April 17, 2017
Welcome to part 2 of 3-part single view blog series
- In Part 1 we reviewed the business drivers behind single view projects, introduced a proven and repeatable 10-step methodology to creating the single view, and discussed the initial "Discovery" stage of the project
- In today’s part 2, we dive deeper into the methodology by looking at the development and deployment phases of the project
- In Part 3, we wrap up with the single view maturity model, look at required database capabilities to support the single view, and present a selection of case studies.
If you want to get started right now, download the complete 10-Step Methodology to Creating a Single View whitepaper.
Develop & Deploy Phases of the Single View Methodology
As a reminder, figure 1 shows the 10-step methodology to creating the single view.
In part 1 of the blog series, we covered the Discover phase. We’ll now dive into the Develop and Deploy phases, starting with Step 4 of the methodology.
Step 4: Appoint Data Stewards
A data steward is appointed for each data source identified step 3 of the methodology. The steward needs to command a deep understanding of the source database, with specific knowledge of:
- The schema that stores the source data, and an understanding of which tables store the required attributes, and in what format;
- The clients and applications that generate the source data;
- The clients and applications that consume the source data.
The data steward should also be able to define how the required data can be extracted from the source database to meet the single view requirements (e.g., frequency of data transfer), without impacting either the current producing or consuming applications.
Step 5: Develop the Single View Data Model
With an understanding of both what data is needed, and how it will be queried by the consuming applications, the development team can begin the process of designing the single view schema.
Identify Common Attributes
An important consideration at this stage is to define the common attributes that must appear in every record. Using our customer single view as an example, every customer document should contain a unique customer identifier such as a customer number or email address. This is the field that the consuming applications will use by default to query the single view, and would be indexed as the record’s primary key. Analyzing common query access patterns will also identify the secondary indexes that need to be created for each record. For example, we may regularly query customers against location and products or services they have purchased. Creating secondary indexes on these attributes is necessary to ensure such queries are efficiently serviced.
There may also be many fields that vary from record to record. For example, some customers may have multiple telephone numbers for home, office, and cell phones, while others have only a cell number. Some customers may have social media accounts against which we can track interests and measure sentiments, while other customers have no social presence. MongoDB’s flexible document model with dynamic schema is a huge advantage as we develop our single view. Each record can vary in structure, and so we can avoid the need to define every possible field in the initial schema design, while using MongoDB document validation to enforce specific rules on mandatory fields.
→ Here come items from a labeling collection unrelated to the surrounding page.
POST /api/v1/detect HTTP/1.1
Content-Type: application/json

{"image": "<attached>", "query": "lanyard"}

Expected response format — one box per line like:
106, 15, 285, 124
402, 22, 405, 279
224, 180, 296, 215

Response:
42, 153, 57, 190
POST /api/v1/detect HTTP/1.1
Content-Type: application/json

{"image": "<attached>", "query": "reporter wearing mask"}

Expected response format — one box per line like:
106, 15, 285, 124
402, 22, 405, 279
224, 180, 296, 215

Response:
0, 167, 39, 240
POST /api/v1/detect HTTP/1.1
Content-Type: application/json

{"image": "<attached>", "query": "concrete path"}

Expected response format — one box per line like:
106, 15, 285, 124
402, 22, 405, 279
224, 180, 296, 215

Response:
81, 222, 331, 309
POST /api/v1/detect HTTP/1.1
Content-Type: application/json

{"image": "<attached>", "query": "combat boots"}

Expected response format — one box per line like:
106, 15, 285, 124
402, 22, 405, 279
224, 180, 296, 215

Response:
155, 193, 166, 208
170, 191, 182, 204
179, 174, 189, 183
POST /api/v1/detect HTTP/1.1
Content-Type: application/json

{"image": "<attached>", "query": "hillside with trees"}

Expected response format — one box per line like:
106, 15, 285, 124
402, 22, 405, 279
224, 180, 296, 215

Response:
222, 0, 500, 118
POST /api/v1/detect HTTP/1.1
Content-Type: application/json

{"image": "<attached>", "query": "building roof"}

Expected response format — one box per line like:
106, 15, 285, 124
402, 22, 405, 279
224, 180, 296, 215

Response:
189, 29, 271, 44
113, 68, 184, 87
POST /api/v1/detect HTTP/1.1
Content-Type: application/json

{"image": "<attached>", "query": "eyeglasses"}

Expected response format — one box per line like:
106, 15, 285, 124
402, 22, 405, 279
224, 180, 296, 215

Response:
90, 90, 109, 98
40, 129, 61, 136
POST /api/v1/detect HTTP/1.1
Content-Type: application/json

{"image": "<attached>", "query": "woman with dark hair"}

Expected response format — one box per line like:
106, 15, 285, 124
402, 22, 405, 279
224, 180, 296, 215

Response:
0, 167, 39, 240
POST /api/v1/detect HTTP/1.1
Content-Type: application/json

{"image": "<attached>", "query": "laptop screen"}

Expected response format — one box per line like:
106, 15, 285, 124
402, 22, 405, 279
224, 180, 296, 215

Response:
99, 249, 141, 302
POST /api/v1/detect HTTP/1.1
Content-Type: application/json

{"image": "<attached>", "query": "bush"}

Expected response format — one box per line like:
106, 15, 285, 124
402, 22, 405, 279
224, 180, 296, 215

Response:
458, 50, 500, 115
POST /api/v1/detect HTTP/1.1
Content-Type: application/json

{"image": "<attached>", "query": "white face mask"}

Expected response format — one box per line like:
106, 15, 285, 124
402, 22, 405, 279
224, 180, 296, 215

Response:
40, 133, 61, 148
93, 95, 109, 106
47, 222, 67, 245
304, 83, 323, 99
Define Canonical Field Formats
The developers also need to define the canonical format of field names and data attributes. For example, a customer phone number may be stored as a string data type in one source system, and an integer in another, so the development team needs to define what standardized format will be used for the single view schema. We can use approaches such as MongoDB’s native document validation to create and enforce rules governing the presence of mandatory fields and data types.
Define MongoDB Schema
With a data model that allows embedding of rich data structures, such as arrays and sub-documents, within a single localized document, all required data for a business entity can be accessed in a single call to MongoDB. This design results in dramatically improved query latency and throughput when compared to having to JOIN records from multiple relational database tables.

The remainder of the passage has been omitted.